Open RylanSchaeffer opened 1 year ago
Evidence that shuffle=True
is in the repo:
https://github.com/tomekkorbak/pretraining-with-human-feedback/blob/master/apo/trainer.py#L124
Evidence that setting shuffle=True
throws an error:
if isinstance(dataset, IterableDataset):
self._dataset_kind = _DatasetKind.Iterable
# NOTE [ Custom Samplers and IterableDataset ]
#
# `IterableDataset` does not support custom `batch_sampler` or
# `sampler` since the key is irrelevant (unless we support
# generator-style dataset one day...).
#
# For `sampler`, we always create a dummy sampler. This is an
# infinite sampler even when the dataset may have an implemented
# finite `__len__` because in multi-process data loading, naive
# settings will return duplicated data (which may be desired), and
# thus using a sampler with length matching that of dataset will
# cause data lost (you may have duplicates of the first couple
# batches, but never see anything afterwards). Therefore,
# `Iterabledataset` always uses an infinite sampler, an instance of
# `_InfiniteConstantSampler` defined above.
#
# A custom `batch_sampler` essentially only controls the batch size.

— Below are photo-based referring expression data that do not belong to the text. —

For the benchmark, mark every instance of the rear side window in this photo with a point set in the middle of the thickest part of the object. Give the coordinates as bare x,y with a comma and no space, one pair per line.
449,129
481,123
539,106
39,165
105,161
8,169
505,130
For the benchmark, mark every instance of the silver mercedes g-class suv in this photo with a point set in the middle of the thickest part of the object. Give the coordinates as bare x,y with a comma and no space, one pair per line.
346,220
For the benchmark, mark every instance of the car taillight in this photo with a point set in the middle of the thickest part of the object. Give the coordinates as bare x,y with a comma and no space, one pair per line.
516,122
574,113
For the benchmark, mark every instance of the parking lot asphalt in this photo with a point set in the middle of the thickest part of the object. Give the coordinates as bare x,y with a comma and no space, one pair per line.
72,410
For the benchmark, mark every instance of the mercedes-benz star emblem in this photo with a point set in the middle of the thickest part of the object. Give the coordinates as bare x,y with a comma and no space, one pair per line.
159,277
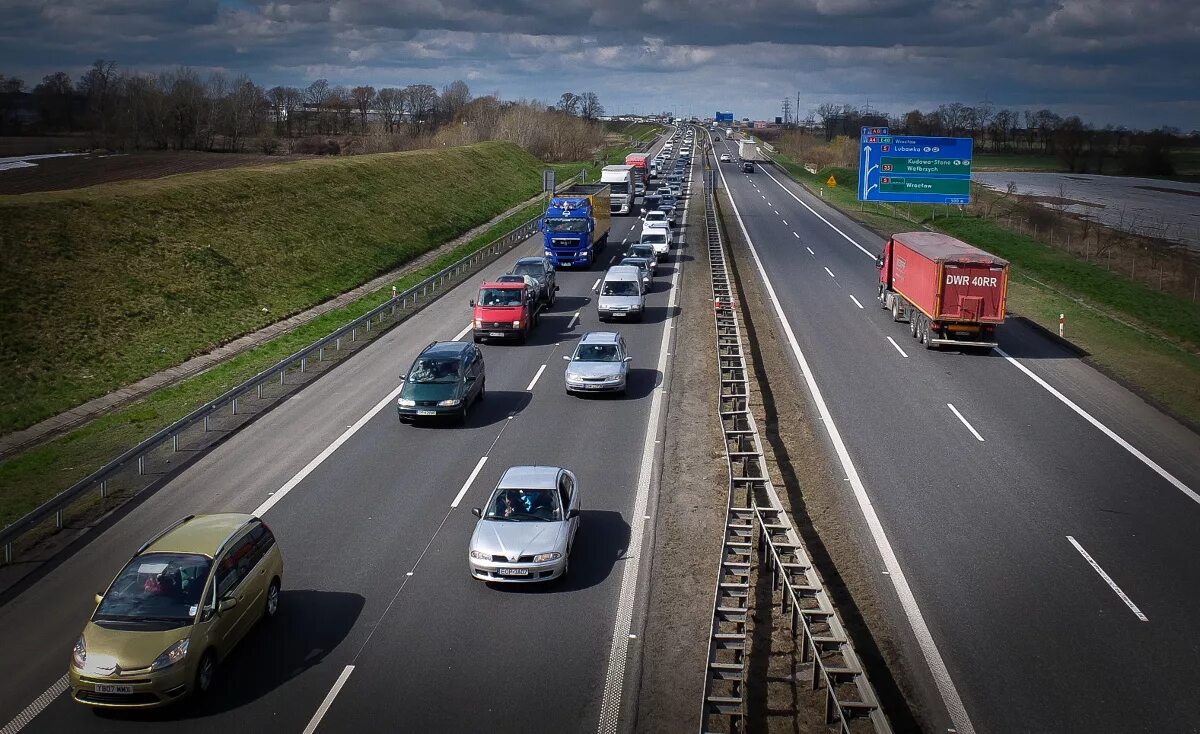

# However, it is unclear how useful it would be since an iterable-style
# dataset can handle that within itself. Moreover, it is pointless
# in multi-process data loading as the assignment order of batches
# to workers is an implementation detail so users can not control
# how to batchify each worker's iterable. Thus, we disable this
# option. If this turns out to be useful in future, we can re-enable
# this, and support custom samplers that specify the assignments to
# specific workers.
if shuffle is not False:
raise ValueError(
"DataLoader with IterableDataset: expected unspecified "
"shuffle option, but got shuffle={}".format(shuffle))
I"m getting some weird error when using the default for the dataloader of
shuffle=True
. Can you please help me debug why this is occurring?